Mahbube and her sister Shirine with whom we are staying have been arrested 5 months ago during the protests after the elections and have spent two weeks in jail and have been hurt badly.
Mahbube tells me the story after showing me a film of Bahman Ghobadi.
A film about two young people who want to leave Iran to play a concert abroad.
Two young people who aren`t allowed to leave the country, only because they want to play a concert abroad, and thus try it illegally.
Two young people who fail to leave the country and, after a lot of despair and malchance, die.
A film based on a true story.
The president causes more drama than he thinks.
The director of the film who is a friend of Mahbube has fled Iran 4 months ago and his wife has spent 21 days in prison.
Only films about the war between Iraq and Iran are allowed to be made here and more specifically about the martyrs who have died for Iran.
In Farhad`s passport holes have been made so he can`t leave the country. Why? Because he`s pro-Mousavi.
In a bookstore you have to talk silently about certain subjects because it`s a popular place for spies.
Farhad wasn`t allowed to work for four months because he`s pro-Mousavi.
When someone knocks on the door, the women put on their headscarve before they open the door.
Alcohol is bought on the black market and served out of plastic bottles.
The red wine is undrinkable but who cares, what`s forbidden tastes good anyway.
Mahbube and Shirine tell us their story about prison.
They see my face and start to laugh. They are laughing.
Mahbube tells me Don`t think. It`s over now.
I am being comforted...
We have been welcomed by Mahbube, Shirine and their youngest sister Fahime as two new sisters.
Everything is so normal, we laughed from the first minute, talked via the books Farsi on a trip and English on a trip, we talked mostly with our hands.
Mahbube takes us to the productionhouse of the film that she worked on until last week.
We sat at the editingtable. No problem.
They gave us lunch. We`ve spent the whole day there. We`ve been invited in three different households already. It`ll be busy in Tehran.
The people surprise me. Their hospitality is so normal to them. We sleep in Shirine`s bed, the three sisters sleep on the floor in the livingroom. No discussion.
We have a moneyproblem, you can not get money in Iran with your visacard. At the border we were told that we could and we believed.
No problem. There`s a bank in the heart of your friends, tells Mehdi us, director of the movie they`re editing now.

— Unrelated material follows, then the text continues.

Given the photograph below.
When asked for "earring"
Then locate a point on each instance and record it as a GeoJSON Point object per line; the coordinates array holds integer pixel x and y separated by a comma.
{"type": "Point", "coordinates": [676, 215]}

We put on our headscarves in the Iranian way, so that the half of our hair is uncovered, put on our long coat and drive to Shirine`s house, where she`s making dinner for us.
These are the women of Tehran.
Three so beautiful women of Tehran.
A beautyspecialist, an assistant art-director and an athlete.
Three so strong women of Tehran.
I arrange my headscarve again and wonder what I would do if I was being pulled up with chains on my feet to the ceiling for five hours in total.
I wonder.
My back would ache, I would hate the president, would maybe smoke and drink a lot like Mahbube.
That`s what I think.
And also that I am very lucky.
And all the rest I don`t know and I don`t think. It`s over now.